If living creatures are not robots after all, many of these apparently thorny questions instantly dissolve away.
The first consists of what’s called emergentism. The argument here is that once a certain level of complexity is reached, there is a kind of qualitative leap where completely new sorts of physical laws can “emerge”—ones that are premised on, but cannot be reduced to, what came before. In this way, the laws of chemistry can be said to be emergent from physics: the laws of chemistry presuppose the laws of physics, but can’t simply be reduced to them. In the same way, the laws of biology emerge from chemistry: one obviously needs to understand the chemical components of a fish to understand how it swims, but chemical components will never provide a full explanation. In the same way, the human mind can be said to be emergent from the cells that make it up.
Those who hold the second position, usually called panpsychism or panexperientialism, agree that all this may be true but argue that emergence is not enough. As British philosopher Galen Strawson recently put it, to imagine that one can travel from insensate matter to a being capable of discussing the existence of insensate matter in a mere two jumps is simply to make emergence do too much work. Something has to be there already, on every level of material existence, even that of subatomic particles—something, however minimal and embryonic, that does some of the things we are used to thinking of life (and even mind) as doing—in order for that something to be organized on more and more complex levels to eventually produce self-conscious beings. That “something” might be very minimal indeed: some very rudimentary sense of responsiveness to one’s environment, something like anticipation, something like memory. However rudimentary, it would have to exist for self-organizing systems like atoms or molecules to self-organize in the first place.

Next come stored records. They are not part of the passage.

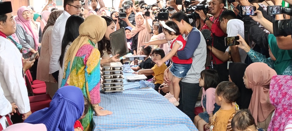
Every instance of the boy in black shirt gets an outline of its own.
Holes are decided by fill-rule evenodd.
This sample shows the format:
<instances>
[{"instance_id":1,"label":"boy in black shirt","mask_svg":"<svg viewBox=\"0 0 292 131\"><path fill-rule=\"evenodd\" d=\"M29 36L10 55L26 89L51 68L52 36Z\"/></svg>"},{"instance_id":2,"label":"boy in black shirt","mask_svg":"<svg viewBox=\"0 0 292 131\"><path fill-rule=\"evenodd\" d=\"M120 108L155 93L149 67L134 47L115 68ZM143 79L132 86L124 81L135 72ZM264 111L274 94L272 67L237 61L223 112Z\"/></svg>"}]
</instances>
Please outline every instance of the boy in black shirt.
<instances>
[{"instance_id":1,"label":"boy in black shirt","mask_svg":"<svg viewBox=\"0 0 292 131\"><path fill-rule=\"evenodd\" d=\"M153 62L151 58L149 57L149 55L151 53L152 48L151 46L148 46L145 48L144 48L145 46L141 47L140 48L140 53L139 54L141 55L145 55L147 56L144 58L144 60L140 63L137 67L131 67L131 69L135 71L133 74L138 74L138 71L142 69L151 69L154 66L155 63ZM146 74L145 74L146 75ZM149 76L146 76L147 78L146 80L148 80L153 77L153 76L150 74Z\"/></svg>"}]
</instances>

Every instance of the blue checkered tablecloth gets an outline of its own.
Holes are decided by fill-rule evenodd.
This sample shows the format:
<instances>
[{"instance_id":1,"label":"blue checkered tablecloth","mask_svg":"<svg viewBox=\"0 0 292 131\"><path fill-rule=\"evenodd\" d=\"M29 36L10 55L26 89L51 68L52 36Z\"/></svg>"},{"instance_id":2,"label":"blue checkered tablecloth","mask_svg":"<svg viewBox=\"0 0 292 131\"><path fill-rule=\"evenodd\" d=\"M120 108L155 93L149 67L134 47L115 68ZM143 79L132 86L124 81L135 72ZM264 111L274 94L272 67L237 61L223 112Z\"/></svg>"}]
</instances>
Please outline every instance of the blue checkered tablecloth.
<instances>
[{"instance_id":1,"label":"blue checkered tablecloth","mask_svg":"<svg viewBox=\"0 0 292 131\"><path fill-rule=\"evenodd\" d=\"M126 80L131 73L124 73L122 93L100 93L100 105L113 113L94 116L93 130L198 130L187 115L163 96L151 88L140 89L138 82Z\"/></svg>"},{"instance_id":2,"label":"blue checkered tablecloth","mask_svg":"<svg viewBox=\"0 0 292 131\"><path fill-rule=\"evenodd\" d=\"M169 125L162 126L147 126L136 128L119 129L108 131L188 131L190 130L185 125Z\"/></svg>"}]
</instances>

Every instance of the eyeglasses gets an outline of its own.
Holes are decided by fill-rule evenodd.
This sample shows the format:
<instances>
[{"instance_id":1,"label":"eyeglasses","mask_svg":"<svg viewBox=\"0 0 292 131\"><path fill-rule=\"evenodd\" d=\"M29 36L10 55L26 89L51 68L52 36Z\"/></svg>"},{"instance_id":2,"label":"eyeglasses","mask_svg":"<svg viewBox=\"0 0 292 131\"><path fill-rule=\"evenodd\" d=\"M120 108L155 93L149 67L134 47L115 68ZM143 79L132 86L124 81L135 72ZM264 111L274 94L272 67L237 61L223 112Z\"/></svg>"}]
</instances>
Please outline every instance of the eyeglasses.
<instances>
[{"instance_id":1,"label":"eyeglasses","mask_svg":"<svg viewBox=\"0 0 292 131\"><path fill-rule=\"evenodd\" d=\"M76 6L72 6L72 5L69 4L68 4L68 5L75 7L75 8L76 8L76 10L77 11L78 11L78 10L80 11L81 11L81 8L82 7L81 7Z\"/></svg>"}]
</instances>

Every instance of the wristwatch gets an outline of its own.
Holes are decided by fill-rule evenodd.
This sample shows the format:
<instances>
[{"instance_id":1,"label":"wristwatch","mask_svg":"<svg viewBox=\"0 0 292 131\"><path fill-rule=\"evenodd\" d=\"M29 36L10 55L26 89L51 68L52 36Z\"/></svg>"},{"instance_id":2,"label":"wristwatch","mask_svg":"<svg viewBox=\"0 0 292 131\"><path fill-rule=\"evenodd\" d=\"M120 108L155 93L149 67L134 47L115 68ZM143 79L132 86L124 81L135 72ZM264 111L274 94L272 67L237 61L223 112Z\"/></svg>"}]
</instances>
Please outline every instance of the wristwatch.
<instances>
[{"instance_id":1,"label":"wristwatch","mask_svg":"<svg viewBox=\"0 0 292 131\"><path fill-rule=\"evenodd\" d=\"M204 23L206 23L206 21L209 20L210 20L210 19L209 19L208 17L206 17L206 18L205 19L205 20L204 20Z\"/></svg>"}]
</instances>

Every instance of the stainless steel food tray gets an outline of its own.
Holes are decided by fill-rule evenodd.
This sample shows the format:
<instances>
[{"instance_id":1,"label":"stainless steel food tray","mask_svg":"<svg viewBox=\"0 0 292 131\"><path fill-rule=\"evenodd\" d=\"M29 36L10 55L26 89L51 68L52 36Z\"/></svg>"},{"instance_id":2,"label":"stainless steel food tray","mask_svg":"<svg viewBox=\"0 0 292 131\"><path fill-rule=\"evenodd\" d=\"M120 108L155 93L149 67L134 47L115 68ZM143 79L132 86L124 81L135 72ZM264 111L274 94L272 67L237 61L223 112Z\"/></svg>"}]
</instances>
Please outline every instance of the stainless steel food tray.
<instances>
[{"instance_id":1,"label":"stainless steel food tray","mask_svg":"<svg viewBox=\"0 0 292 131\"><path fill-rule=\"evenodd\" d=\"M117 57L120 58L129 53L124 28L110 34L110 41L113 56L118 54Z\"/></svg>"}]
</instances>

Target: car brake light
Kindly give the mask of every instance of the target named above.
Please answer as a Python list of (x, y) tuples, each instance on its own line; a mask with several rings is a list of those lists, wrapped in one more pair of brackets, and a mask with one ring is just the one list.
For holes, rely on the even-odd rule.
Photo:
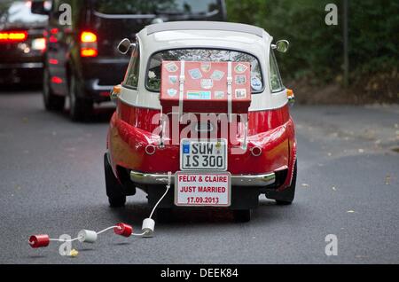
[(97, 35), (90, 31), (83, 31), (81, 35), (82, 43), (97, 43)]
[(81, 56), (82, 57), (97, 57), (98, 52), (95, 48), (82, 48)]
[(46, 39), (45, 38), (36, 38), (32, 40), (32, 49), (33, 50), (46, 50)]
[(97, 35), (90, 31), (83, 31), (81, 34), (81, 57), (97, 57)]
[(0, 43), (21, 42), (27, 38), (26, 31), (0, 32)]
[(52, 76), (51, 77), (51, 82), (55, 83), (55, 84), (60, 84), (63, 82), (62, 78), (59, 77), (59, 76)]

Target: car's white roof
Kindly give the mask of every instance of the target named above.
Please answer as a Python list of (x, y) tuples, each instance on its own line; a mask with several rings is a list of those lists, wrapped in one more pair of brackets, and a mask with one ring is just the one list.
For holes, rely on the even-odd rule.
[(255, 56), (263, 75), (264, 92), (252, 96), (250, 111), (278, 108), (287, 103), (286, 90), (270, 90), (270, 50), (273, 38), (262, 28), (227, 22), (178, 21), (147, 26), (137, 34), (140, 44), (140, 72), (137, 90), (122, 88), (121, 98), (138, 107), (160, 109), (159, 93), (145, 86), (147, 63), (158, 51), (171, 49), (212, 48), (236, 50)]
[(256, 57), (270, 48), (272, 37), (262, 28), (219, 21), (176, 21), (147, 26), (137, 35), (142, 51), (151, 55), (176, 48), (234, 49)]

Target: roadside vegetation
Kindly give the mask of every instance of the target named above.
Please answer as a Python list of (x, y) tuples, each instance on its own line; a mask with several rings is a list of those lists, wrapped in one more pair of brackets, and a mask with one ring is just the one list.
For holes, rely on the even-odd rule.
[[(278, 54), (286, 85), (301, 103), (398, 103), (399, 2), (348, 1), (348, 87), (343, 77), (343, 0), (227, 0), (230, 21), (265, 28), (287, 39)], [(327, 4), (338, 25), (327, 26)]]

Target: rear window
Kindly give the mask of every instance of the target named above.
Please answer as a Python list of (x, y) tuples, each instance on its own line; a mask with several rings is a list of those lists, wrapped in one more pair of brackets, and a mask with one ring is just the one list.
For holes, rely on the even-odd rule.
[(162, 51), (151, 57), (145, 78), (145, 87), (150, 91), (160, 91), (160, 65), (163, 60), (249, 62), (253, 93), (262, 92), (264, 88), (259, 60), (253, 55), (231, 50), (178, 49)]
[(95, 10), (106, 14), (207, 13), (220, 10), (220, 1), (98, 0)]

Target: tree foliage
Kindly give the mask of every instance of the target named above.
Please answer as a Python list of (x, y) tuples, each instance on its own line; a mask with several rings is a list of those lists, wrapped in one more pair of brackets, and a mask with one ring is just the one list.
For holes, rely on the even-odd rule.
[[(352, 81), (399, 66), (399, 1), (348, 0), (349, 64)], [(286, 78), (315, 83), (339, 79), (343, 64), (342, 0), (227, 0), (230, 21), (265, 28), (275, 40), (287, 39), (278, 54)], [(327, 26), (327, 4), (338, 6), (338, 26)]]

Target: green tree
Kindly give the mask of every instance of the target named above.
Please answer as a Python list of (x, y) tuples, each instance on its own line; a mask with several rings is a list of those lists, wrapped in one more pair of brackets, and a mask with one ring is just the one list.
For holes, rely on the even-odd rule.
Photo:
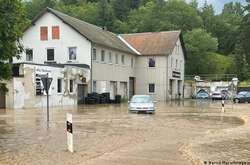
[[(246, 15), (243, 18), (241, 24), (241, 44), (244, 50), (244, 54), (246, 55), (246, 61), (250, 64), (250, 0), (247, 1), (247, 6), (245, 7)], [(250, 70), (250, 68), (249, 68)]]
[(11, 78), (9, 61), (23, 50), (19, 39), (25, 26), (21, 0), (0, 0), (0, 91), (7, 91), (3, 80)]
[(204, 4), (204, 6), (201, 9), (200, 15), (203, 20), (204, 28), (208, 32), (213, 32), (213, 23), (214, 23), (214, 8), (212, 5), (209, 5), (207, 3)]

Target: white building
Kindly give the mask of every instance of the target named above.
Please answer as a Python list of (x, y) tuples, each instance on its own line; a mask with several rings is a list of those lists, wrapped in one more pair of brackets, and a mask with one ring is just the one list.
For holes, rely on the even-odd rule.
[[(90, 92), (156, 100), (182, 96), (185, 49), (180, 31), (116, 35), (46, 8), (26, 29), (25, 52), (13, 59), (6, 106), (41, 107), (39, 77), (53, 78), (52, 106), (77, 105)], [(41, 88), (41, 92), (38, 88)]]

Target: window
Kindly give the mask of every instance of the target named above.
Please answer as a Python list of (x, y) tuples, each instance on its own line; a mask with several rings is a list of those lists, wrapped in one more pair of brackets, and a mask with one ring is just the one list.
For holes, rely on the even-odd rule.
[(109, 52), (109, 63), (112, 63), (112, 54)]
[(93, 48), (93, 60), (96, 60), (96, 48)]
[(54, 61), (54, 49), (47, 49), (47, 61)]
[(155, 59), (153, 57), (148, 59), (148, 67), (155, 67)]
[(93, 92), (96, 92), (96, 88), (97, 87), (97, 84), (96, 84), (96, 81), (93, 81)]
[(40, 27), (40, 40), (41, 41), (48, 40), (48, 27), (47, 26)]
[(124, 64), (125, 63), (125, 56), (124, 55), (122, 55), (121, 60), (122, 60), (122, 64)]
[(76, 60), (76, 47), (69, 47), (69, 60)]
[(62, 93), (62, 79), (57, 79), (57, 93)]
[(26, 61), (33, 61), (33, 50), (32, 49), (26, 49)]
[(118, 54), (115, 55), (115, 63), (118, 64)]
[(102, 50), (101, 52), (101, 61), (104, 62), (105, 61), (105, 51)]
[(148, 85), (148, 92), (149, 93), (155, 93), (155, 84), (149, 84)]
[(60, 39), (59, 26), (52, 26), (52, 39), (53, 40), (59, 40)]
[(73, 93), (74, 91), (74, 80), (69, 80), (69, 92)]

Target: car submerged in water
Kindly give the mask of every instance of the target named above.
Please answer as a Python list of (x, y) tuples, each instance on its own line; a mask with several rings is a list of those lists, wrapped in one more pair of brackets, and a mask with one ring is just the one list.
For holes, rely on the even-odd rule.
[(134, 95), (128, 103), (130, 112), (155, 113), (155, 101), (149, 95)]
[(241, 91), (233, 99), (234, 103), (250, 103), (250, 91)]

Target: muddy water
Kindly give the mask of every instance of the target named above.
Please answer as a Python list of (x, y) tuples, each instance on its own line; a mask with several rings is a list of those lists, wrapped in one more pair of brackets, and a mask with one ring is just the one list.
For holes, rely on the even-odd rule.
[[(226, 108), (221, 114), (219, 102), (157, 103), (156, 114), (147, 115), (128, 113), (126, 104), (57, 107), (49, 125), (46, 109), (0, 110), (0, 164), (192, 164), (235, 152), (248, 158), (248, 126), (232, 115), (237, 107)], [(73, 154), (66, 150), (67, 112), (73, 114)], [(234, 135), (239, 128), (241, 143)], [(234, 138), (221, 140), (219, 133), (228, 132)], [(233, 144), (235, 150), (223, 147)]]

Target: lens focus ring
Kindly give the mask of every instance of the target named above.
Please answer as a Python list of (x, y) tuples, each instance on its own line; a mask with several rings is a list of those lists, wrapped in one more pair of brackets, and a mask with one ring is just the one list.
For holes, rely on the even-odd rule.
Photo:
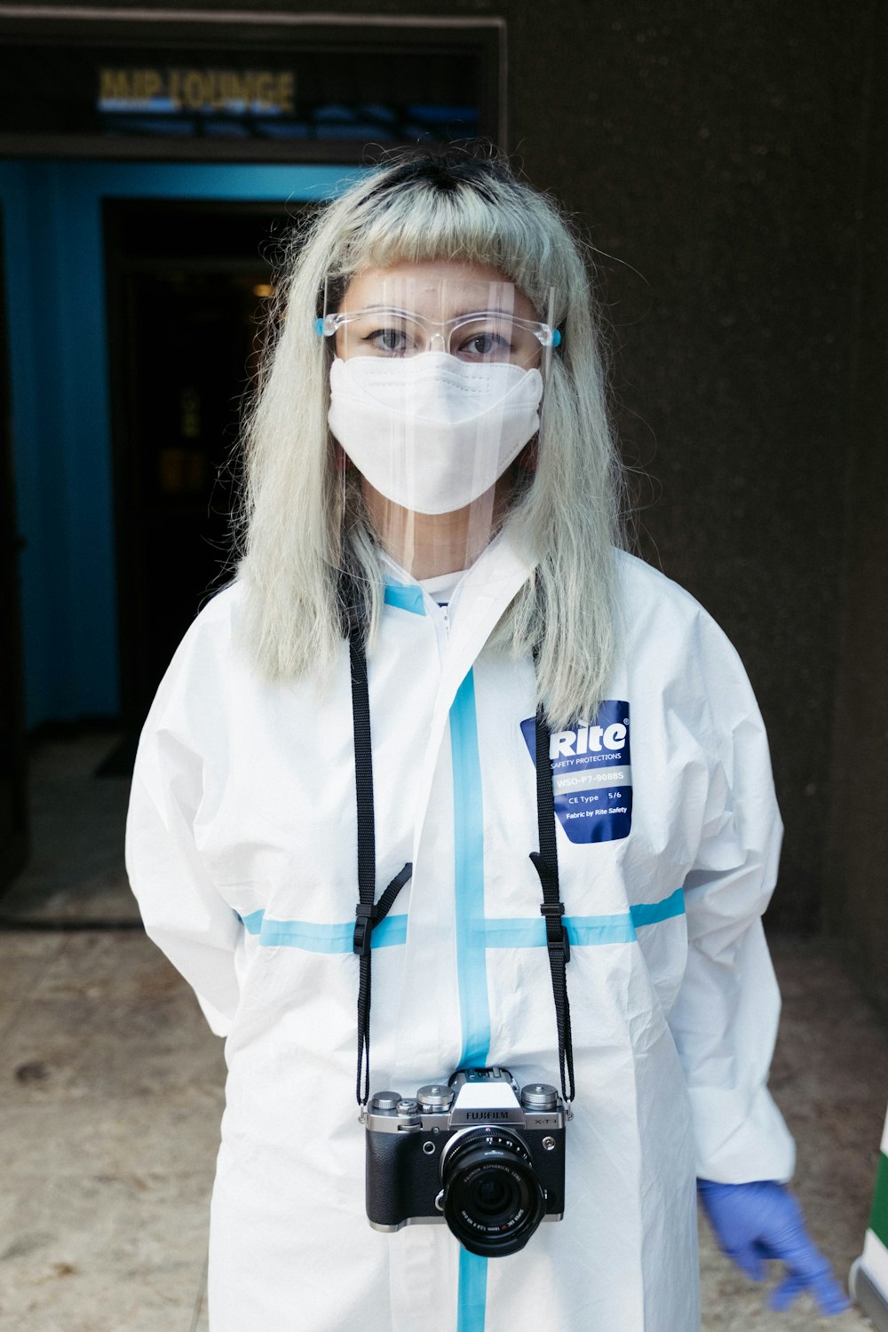
[(479, 1126), (459, 1135), (445, 1155), (442, 1181), (447, 1225), (482, 1257), (517, 1253), (546, 1211), (530, 1152), (509, 1130)]

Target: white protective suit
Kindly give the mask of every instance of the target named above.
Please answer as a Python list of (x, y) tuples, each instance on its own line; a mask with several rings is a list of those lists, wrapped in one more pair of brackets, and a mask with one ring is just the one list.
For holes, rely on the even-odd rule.
[[(212, 1332), (696, 1332), (695, 1173), (791, 1175), (766, 1087), (780, 821), (762, 719), (712, 619), (618, 558), (608, 702), (553, 738), (576, 1070), (564, 1219), (507, 1257), (465, 1252), (445, 1224), (366, 1220), (346, 646), (326, 686), (258, 679), (233, 645), (236, 585), (176, 654), (138, 750), (128, 866), (149, 935), (228, 1032)], [(534, 671), (485, 651), (527, 575), (497, 539), (450, 627), (406, 575), (386, 591), (369, 658), (378, 891), (414, 870), (374, 932), (371, 1091), (461, 1064), (559, 1080), (529, 859)]]

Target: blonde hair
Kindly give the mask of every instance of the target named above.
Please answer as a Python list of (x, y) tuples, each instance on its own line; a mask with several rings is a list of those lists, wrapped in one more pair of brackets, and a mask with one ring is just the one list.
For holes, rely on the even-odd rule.
[(620, 470), (579, 242), (543, 194), (495, 156), (411, 155), (363, 177), (294, 233), (270, 312), (266, 358), (246, 421), (240, 575), (245, 635), (268, 677), (329, 673), (342, 641), (342, 571), (361, 589), (373, 651), (383, 594), (378, 547), (342, 485), (328, 428), (329, 352), (314, 332), (325, 286), (361, 269), (462, 260), (497, 268), (543, 317), (555, 292), (562, 346), (541, 414), (537, 470), (510, 529), (538, 563), (491, 646), (538, 650), (553, 726), (592, 718), (616, 651), (614, 546)]

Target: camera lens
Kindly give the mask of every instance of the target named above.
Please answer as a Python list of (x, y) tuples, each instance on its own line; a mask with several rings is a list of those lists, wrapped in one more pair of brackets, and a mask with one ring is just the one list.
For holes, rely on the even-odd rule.
[(482, 1257), (517, 1253), (543, 1219), (546, 1200), (517, 1134), (478, 1127), (447, 1144), (443, 1215), (459, 1243)]

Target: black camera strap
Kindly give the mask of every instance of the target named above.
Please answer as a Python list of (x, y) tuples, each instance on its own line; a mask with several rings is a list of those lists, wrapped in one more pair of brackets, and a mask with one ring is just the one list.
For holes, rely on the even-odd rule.
[[(370, 1095), (370, 955), (375, 926), (391, 910), (394, 899), (413, 874), (407, 862), (377, 895), (377, 835), (373, 813), (373, 753), (370, 749), (370, 697), (367, 658), (361, 630), (349, 634), (351, 662), (351, 719), (354, 726), (354, 793), (358, 807), (358, 904), (353, 951), (358, 955), (358, 1076), (355, 1095), (363, 1108)], [(362, 1078), (363, 1074), (363, 1078)]]
[[(373, 755), (370, 747), (370, 698), (367, 691), (367, 661), (361, 627), (349, 626), (349, 658), (351, 665), (351, 718), (354, 726), (354, 789), (358, 815), (358, 904), (353, 950), (358, 955), (358, 1074), (355, 1095), (363, 1110), (370, 1095), (370, 959), (373, 930), (391, 910), (398, 892), (409, 882), (413, 864), (405, 864), (386, 890), (375, 900), (375, 823), (373, 809)], [(550, 733), (543, 709), (537, 711), (537, 822), (539, 851), (530, 859), (539, 875), (543, 890), (541, 914), (546, 922), (546, 946), (553, 976), (555, 1020), (558, 1023), (558, 1058), (560, 1064), (562, 1096), (574, 1099), (574, 1050), (567, 1002), (567, 974), (570, 942), (564, 930), (564, 906), (558, 880), (558, 844), (555, 839), (555, 798), (553, 770), (549, 758)]]
[[(537, 825), (539, 829), (539, 851), (531, 851), (530, 859), (539, 875), (543, 890), (541, 912), (546, 922), (546, 947), (549, 968), (553, 974), (553, 995), (555, 999), (555, 1022), (558, 1023), (558, 1064), (562, 1079), (562, 1096), (570, 1104), (574, 1099), (574, 1043), (570, 1032), (570, 1003), (567, 1000), (567, 963), (570, 962), (570, 940), (564, 928), (564, 903), (560, 900), (558, 880), (558, 842), (555, 838), (555, 791), (553, 769), (549, 757), (550, 731), (546, 714), (537, 709), (535, 759), (537, 759)], [(568, 1090), (570, 1088), (570, 1090)]]

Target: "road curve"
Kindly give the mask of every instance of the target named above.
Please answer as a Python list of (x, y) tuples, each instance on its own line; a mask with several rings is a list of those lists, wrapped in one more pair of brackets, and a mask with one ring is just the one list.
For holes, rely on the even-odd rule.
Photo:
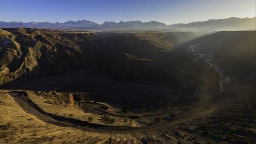
[(212, 106), (205, 111), (180, 118), (170, 122), (155, 123), (139, 127), (131, 126), (106, 126), (89, 123), (75, 119), (56, 115), (48, 113), (30, 100), (27, 96), (18, 92), (9, 94), (14, 100), (28, 113), (46, 123), (62, 127), (70, 127), (92, 132), (108, 133), (133, 133), (157, 131), (176, 125), (197, 119), (213, 112), (217, 106)]

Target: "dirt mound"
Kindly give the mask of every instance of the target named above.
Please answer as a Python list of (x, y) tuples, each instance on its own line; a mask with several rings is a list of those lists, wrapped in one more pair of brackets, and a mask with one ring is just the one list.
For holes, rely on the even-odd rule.
[(72, 105), (75, 104), (76, 103), (79, 101), (84, 101), (83, 97), (81, 95), (77, 94), (70, 94), (70, 100), (72, 104)]

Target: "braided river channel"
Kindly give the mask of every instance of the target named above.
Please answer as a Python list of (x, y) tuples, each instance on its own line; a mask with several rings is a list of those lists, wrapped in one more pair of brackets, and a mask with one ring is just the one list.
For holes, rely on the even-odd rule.
[(209, 49), (201, 48), (200, 44), (195, 43), (190, 45), (186, 50), (192, 54), (190, 55), (189, 57), (192, 58), (194, 61), (202, 60), (212, 67), (219, 73), (219, 91), (223, 91), (222, 83), (229, 82), (230, 79), (227, 75), (224, 74), (223, 71), (218, 65), (217, 62), (214, 60), (213, 53)]

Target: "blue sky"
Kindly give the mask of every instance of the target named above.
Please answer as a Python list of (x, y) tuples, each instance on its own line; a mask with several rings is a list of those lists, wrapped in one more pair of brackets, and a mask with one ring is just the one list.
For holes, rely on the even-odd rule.
[(64, 23), (86, 20), (171, 24), (256, 16), (255, 0), (8, 0), (0, 3), (0, 21)]

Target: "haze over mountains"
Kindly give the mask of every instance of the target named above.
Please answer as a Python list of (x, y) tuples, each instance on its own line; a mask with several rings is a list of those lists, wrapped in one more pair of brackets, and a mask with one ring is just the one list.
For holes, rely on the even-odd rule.
[(255, 25), (0, 22), (0, 143), (253, 144)]
[(0, 27), (30, 27), (45, 28), (54, 30), (80, 30), (91, 31), (189, 31), (206, 33), (221, 30), (255, 30), (256, 17), (230, 18), (213, 20), (204, 22), (194, 22), (187, 24), (176, 24), (166, 25), (156, 21), (143, 23), (140, 21), (118, 23), (114, 22), (105, 22), (102, 24), (87, 20), (69, 21), (64, 23), (56, 22), (0, 22)]

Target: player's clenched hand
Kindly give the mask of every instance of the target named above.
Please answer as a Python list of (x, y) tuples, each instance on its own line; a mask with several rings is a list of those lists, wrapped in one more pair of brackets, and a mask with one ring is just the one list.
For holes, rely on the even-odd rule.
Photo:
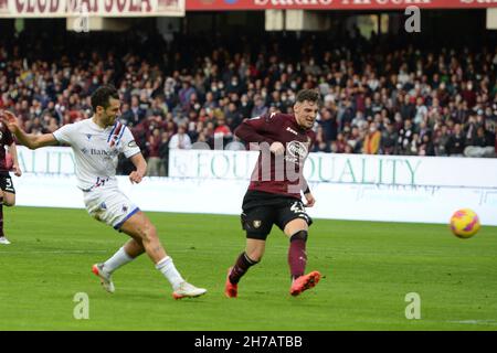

Graeber helps us understand the answer to one question for sure: Why are people not ridiculed for suggesting that tables think? Because, in the end, he says,
No, actually, no one’s suggesting that; the argument is that those self-organizing elements that make up tables, such as atoms, evince extremely simple forms of the qualities that, on an exponentially more complex level, we consider thought.)
Our minds are just a part of nature. We can understand the happiness of fishes—or ants, or inchworms—because what drives us to think and argue about such matters is, ultimately, exactly the same thing.
There now, that’s okay.
As to the supposed mystery of why animals play, my own view (News): It isn’t really a mystery because there is nothing to know, unless you are one of Darwin’s followers. In which case—as Graeber explains—you have a problem: Selfish genes are supposed to direct animals’ activities to ensuring their own spread. Play can be dogmatically held to accomplish that, but often doesn’t, particularly. On any other view, animals may play (or sleep) because they do not feel impelled to do anything else in particular at the time.